Those skilled in the art will appreciate that all or part of the steps in the methods of the above embodiments may be implemented by a program instructing hardware associated with the terminal device, where the program may be stored in a computer-readable storage medium, and the computer-readable storage medium may include: flash disks, Read-Only memories (ROMs), Random Access Memories (RAMs), magnetic or optical disks, and the like.
Embodiments of a computer-readable storage medium are also provided according to embodiments of the present invention. Optionally, in this embodiment, the storage medium may be configured to store the program code executed by the entity classification method provided in embodiment 1.
Optionally, in this embodiment, the storage medium may be located in any one of computer terminals in a computer terminal group in a computer network, or in any one of mobile terminals in a mobile terminal group.
Optionally, in this embodiment, the storage medium is configured to store program code for performing the following steps: acquiring an entity to be predicted; constructing a plurality of instances by adopting the entity to be predicted and a plurality of relationship types, wherein each instance in the plurality of instances comprises: a text portion, a question portion and an answer portion; classifying each example in the plurality of examples to obtain a plurality of classification labels; and determining the attribution type of the entity to be predicted based on the plurality of classification labels.

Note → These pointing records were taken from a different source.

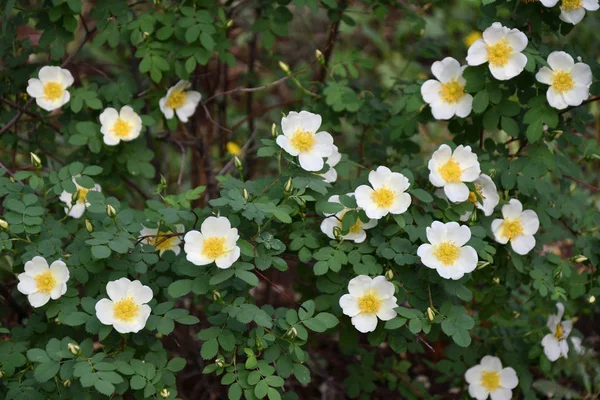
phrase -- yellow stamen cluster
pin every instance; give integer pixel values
(383, 197)
(369, 303)
(303, 141)
(499, 53)
(45, 282)
(452, 91)
(214, 247)
(126, 309)
(447, 252)
(450, 171)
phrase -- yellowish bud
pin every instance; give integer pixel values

Optionally, in this embodiment, the storage medium is configured to store program code for performing the following steps: acquiring the entity brief introduction and the entity attribute of the entity to be predicted; obtaining a type brief introduction and a relation attribute of each relation type in the plurality of relation types; the plurality of instances are constructed using the entity profiles, the entity attributes, the type profiles, and the relationship attributes.

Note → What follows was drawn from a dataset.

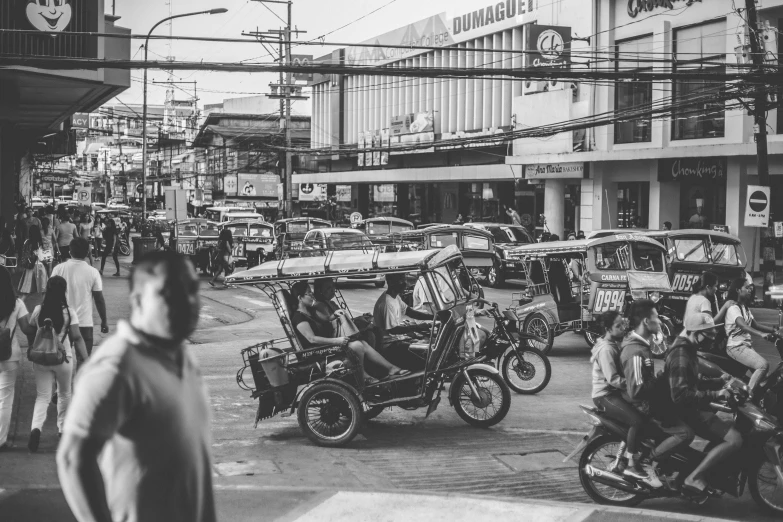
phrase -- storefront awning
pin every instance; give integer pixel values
(416, 175)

Optionally, in this embodiment, the storage medium is configured to store program code for performing the following steps: constructing the plurality of instances of the type profile and the relationship attribute includes: constructing the text portion using the entity profile and the type profile; constructing the problem part by adopting the entity attribute and the relationship attribute; and constructing the answer part by adopting a plurality of preset options.
Optionally, in this embodiment, the storage medium is configured to store program code for performing the following steps: and classifying each of the plurality of instances by using a reading understanding model to obtain the plurality of classification labels, wherein the reading understanding model is obtained by deep learning training by using a data set, and the data set is determined by the plurality of instances.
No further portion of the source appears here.